Человек двадцать блатных и проснувшихся любопытных «кулаков», затаив дыхание, ждали. Пожилой вор прищуренным глазом смотрел на выданную Буней карту. И вдруг резко выбросил на стол два туза:

— Ваши не пляшут!

Игроки и свидетели кто охнул, кто захохотал, кто закашлял. Так Буня проиграл серебряный крест валаамского послушника…

Лузин с бухгалтером тоже проснулись, когда Буня подошел к спящему Ипполиту и двумя пальцами полез под свитер, чтобы силой сорвать серебряную цепочку. Ипполит вздрогнул, пробудился и сел на топчане. Старший надзиратель по кличке Буня сказал:

— Может, сам снимешь?

— Нет. — Ипполит все понял. — А вот тебя с твоей должности к обеду я обязательно сниму!

— Я отрублю тебе голову и крест свалится сам! — рявкнул Буня. — Успеешь ты остричь до обеда свою вшивую гриву? А то наши плотнички паршиво топоры точат…

Уже никто не спал в бараке.

Ипполит в одних кальсонах спрыгнул с нар и крикнул:

— Кто самый хороший плотник? Дайте топор…

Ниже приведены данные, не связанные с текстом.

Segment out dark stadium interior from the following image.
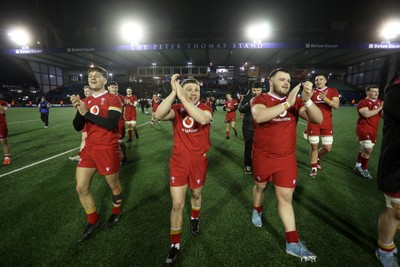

Среди воров кто-то хихикнул. Кто из них услужливо вытащил из-под нар «кулацкий» топор? Топорище было пегим от еловой серы. Послушник схватил топор, подскочил к толстому, но короткому березовому чурбаку, стоявшему около чугунной печки. На этом чурбаке дневальные щепали для растопки лучину, кололи сырые короткие чурки. Послушник сунул топор в руки старнада, затем встал на колени и положил голову на чурбак.

— Руби, гад! — тихо выдохнул Ипполит. — Ну? Чего ждешь? Все замерли. В тишине Ипполит начал читать молитву. Шепот жертвы хорошо различался в той страшной тишине гулаговского барака: «Царю Небесный, утешителю, душе истины, иже везде сый и все исполняли, сокровище благих жизни подателю… Прииди и вселися в ны и очисти ны от всякия скверны и спаси души наши. Святый Боже, святый крепкий, святый бессмертный…»

Буня играл топором, зажатым в его медвежьей ручище. Он оглядел компанию и взметнул этот плотницкий инструмент под потолок бревенчатого барака. Скрипнул все еще крепкими после Услага зубами. И вдруг бессильно опустил вооруженную руку. Топор, брошенный на пол, звякнул о железную кочергу, лежавшую около печки.

Ворье сразу начало расходиться и устраиваться на своих местах. В эту же минуту лагерное радио громко объявило побудку.

За барачным окном, в тусклой белой ночи, с карельских неуютных небес, не переставая, сыпался мелкий дождь, почти осенний…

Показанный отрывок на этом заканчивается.